The positive memories make me look forward to all those things, and eating is a big part of it.
We're doing another road trip in July, I'm worried but I'm trying to come up with ways to avoid eating badly. I'm thinking of stocking up on fruit and veggies to munch on.
I think it happens to us all, unfortunately, haha. We associate eating with positive things and feelings.
I always seem to be looking forward to a binge/overeating occasion. But I have to keep telling myself that I haven't earned it yet, but when I do, I go for my fave chinese restaurant and eat till I'm dizzy. I figure once a month.
For many years, I looked forward to Friday night, because I could let loose and let the cares of the week get blocked out with a food fest. It was my way to unwind and let go. I gained weight steadily, a little at a time until I weighed over 250 pounds.
Personally, being older now and wiser to my past, I wished I had given up the notion that to relax, to have fun was about food and eating. How sad I wasted nearly all of my youthful adulthood to thinking that way. Using food as a party high is really no different than drinking or using drugs. It is used to bring a high of happiness and carefree feelings, without thinking about consequences (or convincing oneself that tomorrow it will be corrected).
Yes, I still have these thoughts now and then, but I think ahead now, to what the consequences are, what my goals are and how I want to feel the next day. I just don't do it anymore. I work on keeping it that way and I feel so much better.
You could turn this into a lovely (on plan) dinner for two. Celebrate with a higher quality whole food that you normally wouldn't buy. Something fresh and in season, a new sauce, a new kind of salad, an on-plan dessert.
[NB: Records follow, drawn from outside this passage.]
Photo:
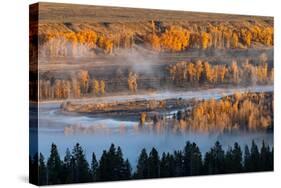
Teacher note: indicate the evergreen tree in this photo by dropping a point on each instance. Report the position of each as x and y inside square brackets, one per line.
[42, 170]
[67, 167]
[33, 169]
[178, 163]
[153, 164]
[81, 166]
[192, 159]
[215, 160]
[233, 159]
[266, 158]
[142, 166]
[54, 166]
[255, 157]
[247, 159]
[94, 167]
Continuing the thought that you can suspend reality for a day and eat junk will eventually catch up with you in terms of weight gain. Nothing wrong with celebrating with food, but to waste it on junk food, or massive calories is not fun in the end.
Just presenting a perspective. I know the feeling you are talking about and I had to stop it for my own health's sake. Hope you find your answer.
I will say that for me there are a few particular occassions when I can say I am looking forward to a binge (or a milder form of just overeating):
1. Worst: Cruises and all-inclusive vacations
2. Buffets
3. Parties
Yeah I plan my binges, this usually helps me stay on track with my eating plan and gives me something to work towards i spose // It can backfire though where the planned binge just keeps going, this makes getting back back on track 100 times harder.
Yep, when I binge I feel like it's something to look forward to. I think about what I'm going to eat when I get home all the time and I've been bad some nights recently just eating anything until I feel sick. Not good at all D:
This is SO funny that this thread started! I am LOOKING FORWARD to overeating this weekend for the 4th (for the US). I am going to a party at my aunts on Saturday and a beach party on Sunday. I know there is going to be somcuh delish BBQ. I am even making my famous mac and cheese with 5 different cheeses for my aunts party and I am so looking forward to this! Lol. BUT I do not feel bad at all. I have worked hard for this moment. Over the last several months, I have lost over 60 pounds. I have allowed myself to have 2 previous over eating weekends like this in the last 4 or 5 motnhs or so. I am smaller right now than i have been since 2003. Although, I am still 24 pounds away from goal, I still welcome this cheat weekend! Lol. In fact, I cannot wait for it! However, I have to admit it is a little hard getting back on track the next day. Lol.